Hello everyone and welcome back! It has been a while since I have posted, but I can see that there are still people adding me on WordPress and I am still getting new reads. So, realizing that I love you guys, and that the blog has become something more than just typing practise, I have made the decision to return to writing at least one blog entry a week here.
So you may wonder what I have been up to. I have been writing on the Medium platform, which, once you get over 100 followers, pays you to write articles. It takes a lot of time and hard work, but I figured that if I put the same time into Medium as I do into this blog, I will be making a little money for myself in no time. The Medium platform costs $5 a month but has some amazing content. If you are a writer, I would totally recommend getting on Medium because some people curate lists of places to send your writing to. I have been fortunate enough to use these lists, and the income (from writing work) generated has more than made up for my investment.
So, I have been having some problems with Revenue Canada. I don’t know how many of my readers are Canadian, but here in Canada we have something called the Disability Tax Credit. You go to your Doctor, preferably the specialist that treats the condition that causes your disability (in my case my Psychiatrist) and they fill out a form T2201 then you fill in part of it, you send it off and if you qualify, you save a lot on taxes. I went through this process, then after it was approved, I learned my Psychiatrist didn’t back-date my disability, even though I have been under psychiatric care for 32 years now. The big problem was that I filled out my tax forms with the belief that I was eligible for this tax credit but they didn’t see it on their end. Add to that the situation where I received some support monies from the Government due to Covid-19 that I mostly paid back, and I was blasted with a heavy tax bill.

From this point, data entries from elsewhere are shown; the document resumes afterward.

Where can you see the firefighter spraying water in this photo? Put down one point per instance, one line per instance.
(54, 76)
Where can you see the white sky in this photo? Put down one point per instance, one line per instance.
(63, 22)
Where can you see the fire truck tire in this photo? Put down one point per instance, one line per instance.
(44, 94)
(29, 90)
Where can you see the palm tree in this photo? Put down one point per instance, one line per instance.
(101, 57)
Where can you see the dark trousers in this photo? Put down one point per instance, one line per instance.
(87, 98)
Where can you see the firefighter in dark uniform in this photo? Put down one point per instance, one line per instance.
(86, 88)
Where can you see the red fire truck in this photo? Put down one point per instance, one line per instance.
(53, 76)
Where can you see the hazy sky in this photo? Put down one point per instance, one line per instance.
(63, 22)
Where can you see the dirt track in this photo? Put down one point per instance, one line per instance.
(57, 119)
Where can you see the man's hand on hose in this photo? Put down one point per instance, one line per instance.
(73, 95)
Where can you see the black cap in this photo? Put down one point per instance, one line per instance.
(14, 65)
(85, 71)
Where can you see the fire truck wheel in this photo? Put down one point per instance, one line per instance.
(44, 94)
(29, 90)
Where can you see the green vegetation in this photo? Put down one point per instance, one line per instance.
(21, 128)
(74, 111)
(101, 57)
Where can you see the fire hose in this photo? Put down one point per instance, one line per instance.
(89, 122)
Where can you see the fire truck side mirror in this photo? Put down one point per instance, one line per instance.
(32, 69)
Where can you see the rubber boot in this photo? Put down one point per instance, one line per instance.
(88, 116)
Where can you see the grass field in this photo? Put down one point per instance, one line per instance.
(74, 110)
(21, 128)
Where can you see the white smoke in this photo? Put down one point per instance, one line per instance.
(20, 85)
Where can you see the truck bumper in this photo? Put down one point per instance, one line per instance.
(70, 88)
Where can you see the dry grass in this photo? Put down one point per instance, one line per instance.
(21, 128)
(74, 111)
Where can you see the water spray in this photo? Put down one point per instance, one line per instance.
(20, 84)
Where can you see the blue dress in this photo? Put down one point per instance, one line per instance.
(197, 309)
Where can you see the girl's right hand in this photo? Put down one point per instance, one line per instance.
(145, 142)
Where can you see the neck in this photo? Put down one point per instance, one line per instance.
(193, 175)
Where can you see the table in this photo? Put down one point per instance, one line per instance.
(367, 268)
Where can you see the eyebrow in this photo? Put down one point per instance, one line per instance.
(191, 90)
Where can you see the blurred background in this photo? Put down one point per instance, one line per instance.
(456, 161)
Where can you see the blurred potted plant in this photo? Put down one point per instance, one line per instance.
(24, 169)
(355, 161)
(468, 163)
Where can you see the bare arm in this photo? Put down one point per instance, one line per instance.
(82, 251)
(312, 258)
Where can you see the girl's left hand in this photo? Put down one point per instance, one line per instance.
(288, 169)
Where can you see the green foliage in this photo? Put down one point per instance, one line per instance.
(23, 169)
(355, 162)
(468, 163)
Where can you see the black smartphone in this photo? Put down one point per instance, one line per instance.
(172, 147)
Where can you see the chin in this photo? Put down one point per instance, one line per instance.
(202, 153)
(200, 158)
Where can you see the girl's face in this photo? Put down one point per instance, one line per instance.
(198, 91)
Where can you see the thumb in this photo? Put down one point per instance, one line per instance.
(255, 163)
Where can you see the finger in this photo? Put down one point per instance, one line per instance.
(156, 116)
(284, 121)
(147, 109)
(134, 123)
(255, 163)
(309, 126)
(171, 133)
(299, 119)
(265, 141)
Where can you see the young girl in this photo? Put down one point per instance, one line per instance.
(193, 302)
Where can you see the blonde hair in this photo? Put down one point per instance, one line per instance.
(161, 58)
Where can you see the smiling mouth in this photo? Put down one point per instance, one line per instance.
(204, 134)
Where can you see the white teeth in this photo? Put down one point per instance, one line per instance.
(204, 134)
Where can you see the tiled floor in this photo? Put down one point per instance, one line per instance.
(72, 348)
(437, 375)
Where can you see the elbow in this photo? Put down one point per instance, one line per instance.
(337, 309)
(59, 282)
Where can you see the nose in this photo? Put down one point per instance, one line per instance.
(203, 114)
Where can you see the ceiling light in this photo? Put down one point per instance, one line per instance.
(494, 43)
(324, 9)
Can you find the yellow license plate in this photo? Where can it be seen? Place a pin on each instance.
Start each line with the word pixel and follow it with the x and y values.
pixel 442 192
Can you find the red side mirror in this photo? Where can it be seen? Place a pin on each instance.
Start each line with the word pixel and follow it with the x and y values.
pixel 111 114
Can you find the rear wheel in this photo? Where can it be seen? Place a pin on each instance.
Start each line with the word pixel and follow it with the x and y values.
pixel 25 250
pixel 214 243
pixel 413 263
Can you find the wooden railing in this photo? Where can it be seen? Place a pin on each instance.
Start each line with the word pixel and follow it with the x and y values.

I am now resubmitting everything, beginning with my T2201 and have high hopes that I won’t have to cash in my meagre retirement savings to feed the beast. I hope that anyone out there who has a disability or a family member with one will be able to get their T2201 in and get them that tax savings. For those who are disabled and under 49, there is a program that the T2201 form makes you eligible for that will pay extra money into your savings for every dollar you put away. If anyone is interested in more information about this (it can practically make you a millionaire if you start young enough!) please let me know.
So anyhow, this is going to be a short blog entry, I just wanted to let you good people know I haven’t forgotten about you. I would love it if you could write in and let me know what you would like to see covered on this blog, or any questions you may have. You can reach me here or at firstname.lastname@example.org
I did want to quickly touch on a subject that I think could really benefit my readers. For those of you who are living with a mental health disability, and also for those who aren’t, I want to encourage you to consider going back to continue your education. There is a free program available in many Universities called Humanities 101 where you take a once-a-week night class that tries to give people who may not ordinarily be able to attend a University some exposure to higher education. It is a great class not only because you learn so much, but also you get access to the University’s resources. You can use the library, get student discounts on tons of stuff. One of the things I liked about it when I took the course was that I was able to download a free copy of Microsoft Word, which is essential to my writing and normally over $100. If you don’t have a Humanities 101 program in your area, think about taking just one University class. You can audit it or just take it normally for credits. It will give you some of the same access, you will have a chance to meet amazing people, and it will enrich your life.